しかし、あと何か1つでも問題があればすぐに危険域になるプレイヤーが何人かいるのだ。
彼女はそのプレイヤーの1人だ。
「過去の行動から見るにもしも街中でプレイヤーに絡まれたら撃退するだろう?そうなると危険域になる恐れがあるぞ。」
「それとなく警告を出すか?」
「そうだな。一応次の開発会議で新しい機能として提案してみるか。」
私たちはどんな機能が良いか話を続けた。
その時である………。
―ガヤガヤ
私たちが話をしていると会議室の方から喧騒が聞こえてきた。
「何やってるんだ?」
「多分、技術主任だろう。」
「ああ、あの人か。あの人技術力はあるんだが人間的に俺は苦手だ。」
「私だってそうだよ。」
リースリング・オンライン開発本部の技術主任は技術力のある変人だ。
彼のおかげでこのゲームはできたと言っても過言ではないほどの技術力を持っているのにその人間性には皆が眉を顰める。

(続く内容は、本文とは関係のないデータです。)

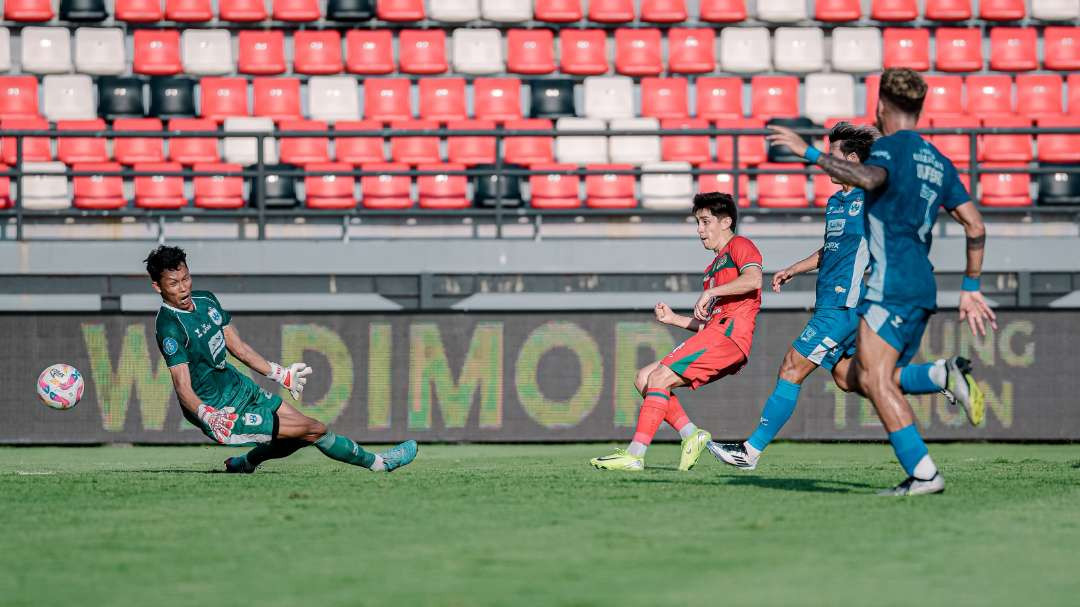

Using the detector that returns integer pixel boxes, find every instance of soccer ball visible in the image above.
[38,363,83,409]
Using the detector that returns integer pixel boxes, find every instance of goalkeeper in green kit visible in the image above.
[146,246,417,473]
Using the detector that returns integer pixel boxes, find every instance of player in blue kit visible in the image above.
[707,122,984,470]
[769,68,997,496]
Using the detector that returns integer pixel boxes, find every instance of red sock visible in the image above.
[634,388,671,445]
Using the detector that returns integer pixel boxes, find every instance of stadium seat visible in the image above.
[529,79,577,118]
[345,29,394,75]
[21,26,71,73]
[555,118,608,164]
[472,78,522,122]
[772,27,825,72]
[112,118,165,164]
[585,164,637,208]
[881,27,930,71]
[507,29,555,73]
[642,78,690,119]
[293,29,343,75]
[990,27,1039,71]
[694,77,743,120]
[615,28,664,76]
[831,27,882,73]
[446,120,496,166]
[420,78,465,122]
[720,27,772,73]
[237,29,285,76]
[750,76,799,120]
[180,28,233,76]
[660,118,712,164]
[191,162,244,208]
[71,161,127,211]
[132,29,183,76]
[561,29,608,76]
[303,162,356,210]
[397,29,448,73]
[168,118,221,165]
[502,118,555,165]
[334,120,387,165]
[934,27,983,71]
[667,27,716,73]
[252,78,300,122]
[56,118,109,164]
[450,28,505,73]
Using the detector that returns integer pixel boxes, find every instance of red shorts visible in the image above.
[660,324,746,390]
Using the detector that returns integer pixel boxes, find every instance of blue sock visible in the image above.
[900,363,942,394]
[746,379,800,451]
[889,423,929,476]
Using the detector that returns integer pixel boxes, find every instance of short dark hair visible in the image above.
[828,122,881,162]
[693,192,739,231]
[143,244,188,282]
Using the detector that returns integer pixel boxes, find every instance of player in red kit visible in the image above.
[591,192,761,470]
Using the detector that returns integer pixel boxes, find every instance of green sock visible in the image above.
[315,430,375,468]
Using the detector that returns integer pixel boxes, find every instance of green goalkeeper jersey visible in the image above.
[157,291,262,408]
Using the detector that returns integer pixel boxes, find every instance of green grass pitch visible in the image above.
[0,443,1080,607]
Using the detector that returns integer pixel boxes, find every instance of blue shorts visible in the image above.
[792,308,859,370]
[859,300,933,367]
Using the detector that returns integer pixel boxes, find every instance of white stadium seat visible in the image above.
[829,27,881,73]
[555,118,608,164]
[75,27,127,76]
[22,27,71,73]
[720,27,772,73]
[772,27,825,72]
[180,29,235,76]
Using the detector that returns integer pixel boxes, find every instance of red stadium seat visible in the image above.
[615,28,664,76]
[345,29,395,75]
[507,29,555,73]
[133,162,188,208]
[990,27,1039,71]
[446,120,496,166]
[934,27,983,71]
[558,29,608,76]
[132,29,181,76]
[237,29,285,76]
[56,118,109,164]
[397,29,447,73]
[473,78,522,122]
[303,162,356,208]
[502,118,555,165]
[168,118,220,164]
[529,163,581,208]
[112,118,165,166]
[882,27,930,71]
[667,27,716,73]
[191,162,244,208]
[293,29,343,75]
[200,77,251,122]
[364,78,413,122]
[642,78,689,119]
[750,76,799,120]
[420,78,465,122]
[585,164,637,208]
[71,162,127,211]
[252,78,300,122]
[660,118,712,164]
[416,164,470,208]
[390,120,441,164]
[334,120,390,164]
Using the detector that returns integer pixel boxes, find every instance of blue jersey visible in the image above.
[816,188,869,308]
[865,131,971,310]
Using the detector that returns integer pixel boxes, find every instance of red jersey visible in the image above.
[703,235,761,356]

「そう言えば行き過ぎた魔物排斥プレイヤーに運営が手を出すかって話に待ったをかけたのは技術主任だっけ?」
「あの人だけではないがそうだな。」
「何を考えているんだあの人?」
「変人の考えは分からないよ。」
そんな話をしながら私は再び画面に視線を戻した。
そこにはプレイヤーたちがフュンフ防衛戦と呼ぶ戦いの結果が表示されていた。